2. Turn off the room lights and add $2.0 \ grams$ of iron(II) sulfate. Stir to dissolve.

Disposal

The solution can be rinsed down the drain followed by excess water.

Discussion

The two forms of thionin differ in oxidation state and the redox reaction converting one form to the other also involves the conversion $Fe2+$ ions to $Fe3+$ ions. The activation energy for the reaction is provided by light.

Source of materials

Most chemical supply companies carry all the materials necessary for this demonstration. A kit specifically designed for this demonstration is offered by Flinn Scientific.
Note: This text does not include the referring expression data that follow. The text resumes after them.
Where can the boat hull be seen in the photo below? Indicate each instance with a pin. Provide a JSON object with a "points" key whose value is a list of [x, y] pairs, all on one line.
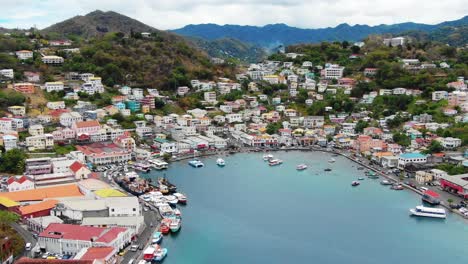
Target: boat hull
{"points": [[421, 214]]}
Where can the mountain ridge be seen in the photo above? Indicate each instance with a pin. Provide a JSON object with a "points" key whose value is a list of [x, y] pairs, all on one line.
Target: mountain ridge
{"points": [[283, 34]]}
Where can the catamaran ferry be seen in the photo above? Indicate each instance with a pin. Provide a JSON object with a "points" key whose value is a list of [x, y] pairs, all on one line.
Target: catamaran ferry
{"points": [[159, 164], [428, 212]]}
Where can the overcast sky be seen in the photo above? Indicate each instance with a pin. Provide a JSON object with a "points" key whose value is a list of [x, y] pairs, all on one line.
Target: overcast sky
{"points": [[171, 14]]}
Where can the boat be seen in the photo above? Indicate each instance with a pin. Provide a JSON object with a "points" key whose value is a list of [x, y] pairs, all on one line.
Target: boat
{"points": [[220, 162], [385, 182], [142, 167], [301, 167], [355, 183], [159, 164], [171, 188], [148, 253], [157, 237], [160, 254], [175, 225], [274, 162], [171, 199], [196, 163], [397, 187], [431, 197], [181, 198], [428, 212]]}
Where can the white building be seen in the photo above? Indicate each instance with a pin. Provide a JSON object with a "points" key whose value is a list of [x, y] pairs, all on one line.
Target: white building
{"points": [[52, 60], [7, 73], [40, 142], [53, 86]]}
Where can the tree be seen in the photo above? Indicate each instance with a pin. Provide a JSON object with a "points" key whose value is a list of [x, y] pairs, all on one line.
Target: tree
{"points": [[6, 218]]}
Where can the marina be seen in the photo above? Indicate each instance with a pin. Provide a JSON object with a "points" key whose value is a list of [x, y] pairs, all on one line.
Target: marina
{"points": [[223, 225]]}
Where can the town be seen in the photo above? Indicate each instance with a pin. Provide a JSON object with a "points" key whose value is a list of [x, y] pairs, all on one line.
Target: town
{"points": [[74, 142]]}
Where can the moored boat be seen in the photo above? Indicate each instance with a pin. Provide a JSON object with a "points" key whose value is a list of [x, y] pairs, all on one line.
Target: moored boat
{"points": [[157, 237], [431, 197], [181, 198], [275, 162], [220, 162], [160, 254], [428, 212], [175, 225], [301, 167], [385, 182], [196, 163]]}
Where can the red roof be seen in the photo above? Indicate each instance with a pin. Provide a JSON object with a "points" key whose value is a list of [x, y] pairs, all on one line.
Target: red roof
{"points": [[76, 166], [110, 235], [432, 193], [97, 253]]}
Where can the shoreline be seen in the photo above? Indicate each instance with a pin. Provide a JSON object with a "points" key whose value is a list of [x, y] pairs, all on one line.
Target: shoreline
{"points": [[251, 150]]}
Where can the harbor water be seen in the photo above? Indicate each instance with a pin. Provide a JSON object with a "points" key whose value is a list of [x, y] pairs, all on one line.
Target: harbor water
{"points": [[249, 212]]}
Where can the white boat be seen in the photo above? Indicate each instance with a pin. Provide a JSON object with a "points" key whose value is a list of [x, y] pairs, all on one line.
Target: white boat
{"points": [[175, 225], [171, 199], [181, 198], [428, 212], [220, 162], [159, 164], [301, 167], [275, 162], [196, 163]]}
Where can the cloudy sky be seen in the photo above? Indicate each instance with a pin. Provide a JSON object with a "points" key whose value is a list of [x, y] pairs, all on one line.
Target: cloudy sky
{"points": [[171, 14]]}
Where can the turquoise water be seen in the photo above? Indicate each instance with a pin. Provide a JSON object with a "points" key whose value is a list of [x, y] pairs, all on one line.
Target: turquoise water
{"points": [[249, 212]]}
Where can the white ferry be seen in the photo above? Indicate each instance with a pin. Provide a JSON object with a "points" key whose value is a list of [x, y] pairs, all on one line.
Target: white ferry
{"points": [[159, 164], [428, 212], [220, 162]]}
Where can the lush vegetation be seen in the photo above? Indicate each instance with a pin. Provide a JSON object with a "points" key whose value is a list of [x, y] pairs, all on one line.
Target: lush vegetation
{"points": [[13, 161]]}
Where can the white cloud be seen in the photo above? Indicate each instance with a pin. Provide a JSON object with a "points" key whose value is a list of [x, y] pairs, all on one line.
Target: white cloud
{"points": [[169, 14]]}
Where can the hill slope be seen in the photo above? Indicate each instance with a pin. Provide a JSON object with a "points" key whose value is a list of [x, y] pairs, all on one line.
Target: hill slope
{"points": [[276, 34], [98, 23], [230, 48]]}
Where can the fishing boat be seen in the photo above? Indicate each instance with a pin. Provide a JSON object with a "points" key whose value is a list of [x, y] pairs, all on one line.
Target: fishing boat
{"points": [[301, 167], [159, 164], [181, 198], [157, 237], [160, 254], [196, 163], [171, 199], [175, 225], [397, 187], [385, 182], [220, 162], [275, 162], [428, 212], [142, 167], [431, 197], [171, 188]]}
## Equilibrium Between Nitrogen Dioxide and Dinitrogen Tetroxide Demonstration

Apparatus and Materials:

• Three sealed borosilicate glass tubes filled with nitrogen dioxide gas - demo tubes are available from most chemical supply companies (store in bubble wrap)
• Three tall form 1-liter beakers
• Hot plate
• Tap Water
• Ice

Procedure:

1. Fill one of the beakers with tap water and place it on a hot plate, heat until boiling.
2. Fill another beaker with a mixture of ice and tap water.
3. Displace the sealed tubes containing nitrogen dioxide (should be same color due to same temperature). A white background makes them much more visible.
4. Place one tube in each of the hot and cold beakers and leave the third at room temperature.
5. As the equilibrium in the tubes adjust to the new temperatures, there will be significant differences in the colors of the tubes. The hot tube becomes dark brown, the cold tube may become nearly colorless.
6. The tubes can be removed from the beakers and switched to the other beaker and the colors will change again.

Safety Issues:

The borosilicate tubes can easily withstand the temperature extremes of these two water baths, care should be taken, however, to not damage the tubes and allow the nitrogen dioxide to escape. Nitrogen dioxide is an extremely toxic gas. It is irritating to the respiratory tract.

Discussion:

The equilibrium illustrated in this demonstration is between nitrogen dioxide, $NO_2$ and dinitrogen tetroxide, $N_2O_4$. The chemical equation is shown below.

$2 \ NO_{2(g)} \leftrightharpoons \ N_2O_{4(g)}$

Nitrogen dioxide is a dark reddish brown gas and dinitrogen tetroxide is a colorless gas. When the equilibrium is shifted to the left, as written above, the amount of nitrogen dioxide increases, the amount of dinitrogen tetroxide decreases, and the color of the tube darkens. When the equilibrium is shifted to the right, as written, the amount of nitrogen dioxide decreases, the amount of dinitrogen tetroxide increases, and the color of the tube lightens. As written, the reaction releases $58 \ kJ$ of energy. Since this is an exothermic reaction, increasing the temperature will drive it to the left and decreasing the temperature will drive it to the right.